Visconti Romano, con aquella voz engolada de barítono retirado, le llamaba El Tambo. A veces con tono que parecía despreciativo y otras cariñoso. El nombre provenía -según las mentas de los que tienen más años que yo- de que a principios de siglo un vascuence noblete y tozudo se había instalado en aquel lugar y con la ayuda de tres o cuatro ubres generosas surtía de alimento vital al vecindario.
Hasta que un día una severa ordenanza municipal barrió con todos los tambos ubicados en el perímetro urbano y allá marchó el lechero con sus vaquitas, sus tarros y sus plantillas. Montevideo ya había dejado de ser una aldea. Y para justificar su categoría de ciudad con pretensiones necesitaba un cabaret. Uno más, porque el Moulin Rouge ya no alcanzaba para calmar las ansias de relajo de los muchachos divertidos de la época.

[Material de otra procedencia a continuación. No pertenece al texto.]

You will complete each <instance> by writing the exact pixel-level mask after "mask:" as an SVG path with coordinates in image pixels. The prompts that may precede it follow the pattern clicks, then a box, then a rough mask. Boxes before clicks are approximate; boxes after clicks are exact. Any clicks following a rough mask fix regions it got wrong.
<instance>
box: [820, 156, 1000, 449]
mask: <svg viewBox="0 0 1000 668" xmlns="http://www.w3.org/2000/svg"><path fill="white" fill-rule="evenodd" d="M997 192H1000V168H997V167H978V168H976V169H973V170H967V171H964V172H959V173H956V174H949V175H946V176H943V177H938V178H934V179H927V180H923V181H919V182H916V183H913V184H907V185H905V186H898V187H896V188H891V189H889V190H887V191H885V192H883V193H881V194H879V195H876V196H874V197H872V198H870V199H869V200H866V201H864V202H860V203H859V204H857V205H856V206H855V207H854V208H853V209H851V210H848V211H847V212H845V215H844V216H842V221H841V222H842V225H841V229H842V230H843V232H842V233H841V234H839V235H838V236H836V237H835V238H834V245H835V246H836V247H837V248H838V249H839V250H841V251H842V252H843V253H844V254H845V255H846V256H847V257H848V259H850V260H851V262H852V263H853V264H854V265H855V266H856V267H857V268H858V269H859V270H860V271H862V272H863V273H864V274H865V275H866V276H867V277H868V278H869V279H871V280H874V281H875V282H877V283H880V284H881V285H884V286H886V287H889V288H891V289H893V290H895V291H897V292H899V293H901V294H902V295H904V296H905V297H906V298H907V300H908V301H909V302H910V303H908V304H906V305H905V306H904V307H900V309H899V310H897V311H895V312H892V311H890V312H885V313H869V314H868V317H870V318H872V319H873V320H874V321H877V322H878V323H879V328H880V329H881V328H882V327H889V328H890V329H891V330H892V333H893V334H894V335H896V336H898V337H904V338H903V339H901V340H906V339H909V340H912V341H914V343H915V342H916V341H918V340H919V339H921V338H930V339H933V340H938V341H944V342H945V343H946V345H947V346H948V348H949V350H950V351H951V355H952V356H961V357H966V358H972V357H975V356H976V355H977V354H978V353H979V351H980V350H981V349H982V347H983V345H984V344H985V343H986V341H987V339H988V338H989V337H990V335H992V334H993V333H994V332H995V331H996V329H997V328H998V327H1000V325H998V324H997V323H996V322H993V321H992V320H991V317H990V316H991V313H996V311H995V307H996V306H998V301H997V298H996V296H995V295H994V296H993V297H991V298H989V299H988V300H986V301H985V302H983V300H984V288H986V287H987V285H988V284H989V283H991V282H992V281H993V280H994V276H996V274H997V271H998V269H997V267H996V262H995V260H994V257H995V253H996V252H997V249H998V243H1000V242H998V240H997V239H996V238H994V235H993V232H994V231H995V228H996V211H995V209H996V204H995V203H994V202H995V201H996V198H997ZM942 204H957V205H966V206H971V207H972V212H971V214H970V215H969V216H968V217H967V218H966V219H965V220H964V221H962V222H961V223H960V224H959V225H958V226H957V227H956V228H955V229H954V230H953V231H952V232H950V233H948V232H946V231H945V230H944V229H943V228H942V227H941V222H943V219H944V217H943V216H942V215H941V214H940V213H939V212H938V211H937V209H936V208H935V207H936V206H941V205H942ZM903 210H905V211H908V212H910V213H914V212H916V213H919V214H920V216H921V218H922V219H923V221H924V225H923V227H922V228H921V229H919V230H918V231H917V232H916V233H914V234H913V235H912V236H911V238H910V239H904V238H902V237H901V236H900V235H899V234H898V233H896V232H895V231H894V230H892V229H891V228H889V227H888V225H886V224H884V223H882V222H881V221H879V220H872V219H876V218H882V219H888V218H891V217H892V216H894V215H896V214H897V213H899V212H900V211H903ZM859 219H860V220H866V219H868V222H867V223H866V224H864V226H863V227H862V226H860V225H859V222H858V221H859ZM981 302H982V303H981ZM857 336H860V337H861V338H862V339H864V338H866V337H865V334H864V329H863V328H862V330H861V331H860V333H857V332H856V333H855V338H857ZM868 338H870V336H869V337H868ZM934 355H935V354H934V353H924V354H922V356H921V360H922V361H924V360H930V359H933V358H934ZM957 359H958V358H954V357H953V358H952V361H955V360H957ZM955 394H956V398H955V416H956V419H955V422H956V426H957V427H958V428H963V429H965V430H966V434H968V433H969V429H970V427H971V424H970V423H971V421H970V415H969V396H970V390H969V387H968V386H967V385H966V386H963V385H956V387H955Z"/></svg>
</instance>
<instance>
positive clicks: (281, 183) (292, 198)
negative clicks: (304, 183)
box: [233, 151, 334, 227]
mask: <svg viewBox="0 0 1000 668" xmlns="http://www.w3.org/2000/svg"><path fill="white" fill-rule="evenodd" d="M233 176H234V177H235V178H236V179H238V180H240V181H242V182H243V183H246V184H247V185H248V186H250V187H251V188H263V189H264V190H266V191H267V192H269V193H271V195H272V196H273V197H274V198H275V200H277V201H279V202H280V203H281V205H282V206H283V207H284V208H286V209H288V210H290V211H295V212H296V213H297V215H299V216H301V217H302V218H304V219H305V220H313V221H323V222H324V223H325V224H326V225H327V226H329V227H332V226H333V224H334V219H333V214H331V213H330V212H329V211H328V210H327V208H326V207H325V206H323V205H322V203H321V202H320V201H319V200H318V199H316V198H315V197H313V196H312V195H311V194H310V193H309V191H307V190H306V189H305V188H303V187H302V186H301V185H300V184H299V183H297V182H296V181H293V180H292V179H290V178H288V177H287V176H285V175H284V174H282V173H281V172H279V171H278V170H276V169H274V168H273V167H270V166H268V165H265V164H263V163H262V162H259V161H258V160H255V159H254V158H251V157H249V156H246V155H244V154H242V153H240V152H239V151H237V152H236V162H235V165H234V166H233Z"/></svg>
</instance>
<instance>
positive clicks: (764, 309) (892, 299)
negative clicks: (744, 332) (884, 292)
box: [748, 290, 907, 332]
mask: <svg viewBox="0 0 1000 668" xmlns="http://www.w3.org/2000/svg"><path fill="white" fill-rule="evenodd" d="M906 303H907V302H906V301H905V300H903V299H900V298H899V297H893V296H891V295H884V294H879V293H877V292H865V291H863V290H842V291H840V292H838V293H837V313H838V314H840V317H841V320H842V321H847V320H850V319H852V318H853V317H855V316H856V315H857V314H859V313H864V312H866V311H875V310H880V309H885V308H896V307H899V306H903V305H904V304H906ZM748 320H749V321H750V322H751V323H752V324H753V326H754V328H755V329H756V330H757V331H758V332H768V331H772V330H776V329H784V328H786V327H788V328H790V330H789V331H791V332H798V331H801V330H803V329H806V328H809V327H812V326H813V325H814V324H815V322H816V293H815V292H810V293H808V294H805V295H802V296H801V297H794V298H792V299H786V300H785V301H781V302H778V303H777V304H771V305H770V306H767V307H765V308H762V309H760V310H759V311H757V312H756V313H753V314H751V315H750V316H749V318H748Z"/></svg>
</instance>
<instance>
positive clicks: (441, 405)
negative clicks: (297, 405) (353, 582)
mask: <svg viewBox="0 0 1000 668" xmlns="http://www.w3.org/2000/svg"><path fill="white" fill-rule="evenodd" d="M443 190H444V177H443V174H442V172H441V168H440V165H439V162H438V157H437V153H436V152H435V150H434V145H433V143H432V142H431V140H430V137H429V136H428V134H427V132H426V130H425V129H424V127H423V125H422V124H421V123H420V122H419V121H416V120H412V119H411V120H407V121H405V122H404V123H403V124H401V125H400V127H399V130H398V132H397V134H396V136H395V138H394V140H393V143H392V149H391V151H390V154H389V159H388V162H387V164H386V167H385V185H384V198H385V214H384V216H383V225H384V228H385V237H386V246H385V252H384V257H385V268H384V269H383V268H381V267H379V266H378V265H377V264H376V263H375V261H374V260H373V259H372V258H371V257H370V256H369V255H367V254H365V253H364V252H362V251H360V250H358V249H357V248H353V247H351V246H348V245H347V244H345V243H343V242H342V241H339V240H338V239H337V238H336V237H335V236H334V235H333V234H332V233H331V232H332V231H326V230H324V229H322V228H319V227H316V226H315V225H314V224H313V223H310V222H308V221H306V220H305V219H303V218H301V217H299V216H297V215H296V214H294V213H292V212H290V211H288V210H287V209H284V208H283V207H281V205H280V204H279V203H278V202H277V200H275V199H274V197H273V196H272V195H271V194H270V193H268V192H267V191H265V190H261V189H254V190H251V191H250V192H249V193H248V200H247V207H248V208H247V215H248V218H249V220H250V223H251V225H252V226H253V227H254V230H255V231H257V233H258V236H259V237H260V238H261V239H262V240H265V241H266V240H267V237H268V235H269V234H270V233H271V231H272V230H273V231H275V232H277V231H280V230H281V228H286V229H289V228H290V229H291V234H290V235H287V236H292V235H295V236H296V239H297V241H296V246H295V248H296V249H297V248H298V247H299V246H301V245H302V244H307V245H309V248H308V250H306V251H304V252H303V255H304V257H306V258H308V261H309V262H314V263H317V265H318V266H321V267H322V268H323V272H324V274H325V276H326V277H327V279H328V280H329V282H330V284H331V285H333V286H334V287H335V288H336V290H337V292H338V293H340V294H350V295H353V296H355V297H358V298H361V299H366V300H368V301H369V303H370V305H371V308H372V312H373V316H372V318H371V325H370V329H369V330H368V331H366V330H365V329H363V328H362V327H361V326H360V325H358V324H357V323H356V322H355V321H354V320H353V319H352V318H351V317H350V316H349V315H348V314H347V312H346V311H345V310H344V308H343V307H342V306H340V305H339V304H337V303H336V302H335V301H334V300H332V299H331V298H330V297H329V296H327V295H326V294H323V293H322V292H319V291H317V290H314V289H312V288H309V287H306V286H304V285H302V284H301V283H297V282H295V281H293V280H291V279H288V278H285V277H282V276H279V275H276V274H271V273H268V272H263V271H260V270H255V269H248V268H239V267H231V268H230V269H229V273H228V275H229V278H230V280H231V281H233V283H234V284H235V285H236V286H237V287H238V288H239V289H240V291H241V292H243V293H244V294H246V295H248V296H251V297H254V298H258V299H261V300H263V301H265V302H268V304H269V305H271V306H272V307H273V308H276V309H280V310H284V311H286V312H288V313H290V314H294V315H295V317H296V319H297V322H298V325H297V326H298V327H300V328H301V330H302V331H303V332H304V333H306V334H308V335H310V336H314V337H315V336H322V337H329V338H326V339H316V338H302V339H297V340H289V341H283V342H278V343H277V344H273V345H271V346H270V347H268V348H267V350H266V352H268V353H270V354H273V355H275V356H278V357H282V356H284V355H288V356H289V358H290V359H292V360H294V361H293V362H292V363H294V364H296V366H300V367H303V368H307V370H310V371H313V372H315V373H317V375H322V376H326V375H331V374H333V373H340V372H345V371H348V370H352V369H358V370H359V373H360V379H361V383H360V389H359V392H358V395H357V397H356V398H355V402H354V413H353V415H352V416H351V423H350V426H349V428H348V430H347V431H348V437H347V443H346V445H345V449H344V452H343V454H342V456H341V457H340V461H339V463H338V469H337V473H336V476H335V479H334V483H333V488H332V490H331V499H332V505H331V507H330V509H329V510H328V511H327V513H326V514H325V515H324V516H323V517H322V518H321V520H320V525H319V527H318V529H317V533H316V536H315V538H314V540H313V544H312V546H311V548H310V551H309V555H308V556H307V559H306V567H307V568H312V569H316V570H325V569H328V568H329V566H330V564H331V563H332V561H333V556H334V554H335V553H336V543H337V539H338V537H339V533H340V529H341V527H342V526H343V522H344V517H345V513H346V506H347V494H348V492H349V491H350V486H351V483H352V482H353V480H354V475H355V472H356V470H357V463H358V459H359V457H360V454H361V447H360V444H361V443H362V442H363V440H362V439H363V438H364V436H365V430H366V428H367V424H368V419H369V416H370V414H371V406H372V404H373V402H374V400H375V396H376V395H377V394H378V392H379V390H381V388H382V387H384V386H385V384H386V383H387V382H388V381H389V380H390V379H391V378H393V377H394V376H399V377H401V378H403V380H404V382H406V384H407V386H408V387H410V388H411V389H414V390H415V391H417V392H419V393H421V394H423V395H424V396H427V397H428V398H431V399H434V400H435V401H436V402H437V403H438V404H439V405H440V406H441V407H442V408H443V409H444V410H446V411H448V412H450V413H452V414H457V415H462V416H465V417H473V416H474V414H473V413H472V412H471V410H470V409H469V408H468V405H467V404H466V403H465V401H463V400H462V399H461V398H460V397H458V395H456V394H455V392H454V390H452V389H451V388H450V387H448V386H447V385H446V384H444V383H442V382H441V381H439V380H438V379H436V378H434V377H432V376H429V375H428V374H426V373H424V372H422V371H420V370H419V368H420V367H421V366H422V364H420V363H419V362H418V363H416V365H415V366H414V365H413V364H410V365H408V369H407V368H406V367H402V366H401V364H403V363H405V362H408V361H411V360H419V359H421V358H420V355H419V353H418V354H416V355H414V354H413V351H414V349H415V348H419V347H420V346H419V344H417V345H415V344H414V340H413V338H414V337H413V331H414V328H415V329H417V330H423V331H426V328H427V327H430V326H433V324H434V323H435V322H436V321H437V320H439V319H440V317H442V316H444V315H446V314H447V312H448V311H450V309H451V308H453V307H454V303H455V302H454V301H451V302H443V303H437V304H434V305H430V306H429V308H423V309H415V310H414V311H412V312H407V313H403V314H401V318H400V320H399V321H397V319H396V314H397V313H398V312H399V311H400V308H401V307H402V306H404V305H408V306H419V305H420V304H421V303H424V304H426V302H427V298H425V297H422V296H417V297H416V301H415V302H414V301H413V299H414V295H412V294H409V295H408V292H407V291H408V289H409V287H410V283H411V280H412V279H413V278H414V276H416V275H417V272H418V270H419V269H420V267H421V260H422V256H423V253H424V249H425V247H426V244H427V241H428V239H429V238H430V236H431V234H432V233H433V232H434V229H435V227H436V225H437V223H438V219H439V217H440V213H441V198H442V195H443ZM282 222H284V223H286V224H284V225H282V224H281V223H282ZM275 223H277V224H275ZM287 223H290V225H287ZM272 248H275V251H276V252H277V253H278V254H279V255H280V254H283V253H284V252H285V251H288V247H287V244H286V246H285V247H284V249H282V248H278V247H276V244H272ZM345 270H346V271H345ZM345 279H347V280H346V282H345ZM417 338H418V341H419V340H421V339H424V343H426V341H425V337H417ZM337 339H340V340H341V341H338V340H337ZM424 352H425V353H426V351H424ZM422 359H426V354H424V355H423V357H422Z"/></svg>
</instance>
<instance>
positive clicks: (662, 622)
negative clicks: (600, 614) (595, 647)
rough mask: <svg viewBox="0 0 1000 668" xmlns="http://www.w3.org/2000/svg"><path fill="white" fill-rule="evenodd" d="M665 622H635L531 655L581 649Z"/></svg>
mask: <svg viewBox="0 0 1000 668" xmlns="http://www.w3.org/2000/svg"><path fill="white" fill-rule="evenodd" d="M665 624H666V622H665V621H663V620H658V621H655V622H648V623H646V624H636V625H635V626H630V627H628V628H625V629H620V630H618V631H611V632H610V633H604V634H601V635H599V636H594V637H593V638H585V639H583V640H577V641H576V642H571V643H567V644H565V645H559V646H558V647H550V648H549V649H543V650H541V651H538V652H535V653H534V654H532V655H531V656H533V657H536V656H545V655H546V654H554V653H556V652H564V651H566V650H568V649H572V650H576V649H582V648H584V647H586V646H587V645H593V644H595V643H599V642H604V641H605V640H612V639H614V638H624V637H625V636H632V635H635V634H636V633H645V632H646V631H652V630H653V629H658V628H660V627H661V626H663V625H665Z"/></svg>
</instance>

Y allí, de las cenizas del tambo, surgió el Royal Pigall. Según la literatura tanguera un antro de perversión, escenario de orgías desenfrenadas, en el que las flores de fango iniciaban el trágico camino que fatalmente desembocaba en el hospital. Pero la verdad es que los letristas de tango -en general- éramos por aquellos tiempos, además de cursis, exagerados.
El Pigall era un lugar de diversión. La última etapa de todas las despedidas de soltero, de todas las alegrías encendidas por un ascenso o por un viaje, de todas las fijas acertadas en Maroñas. Esa era la clientela que se podría llamar variable. La de los sábados y los domingos. Pero estaban además -y esa era la salsa del cabaret- las barras de habitúes. Las de los bacanes y las de los patos.
En las mesas de los bacanes, champagne, mujeres caras, Partagás de un metro, propinas de príncipe y una corte numerosa de adulones siempre pronta a festejar ruidosamente los desplantes o las ganzadas del patrón.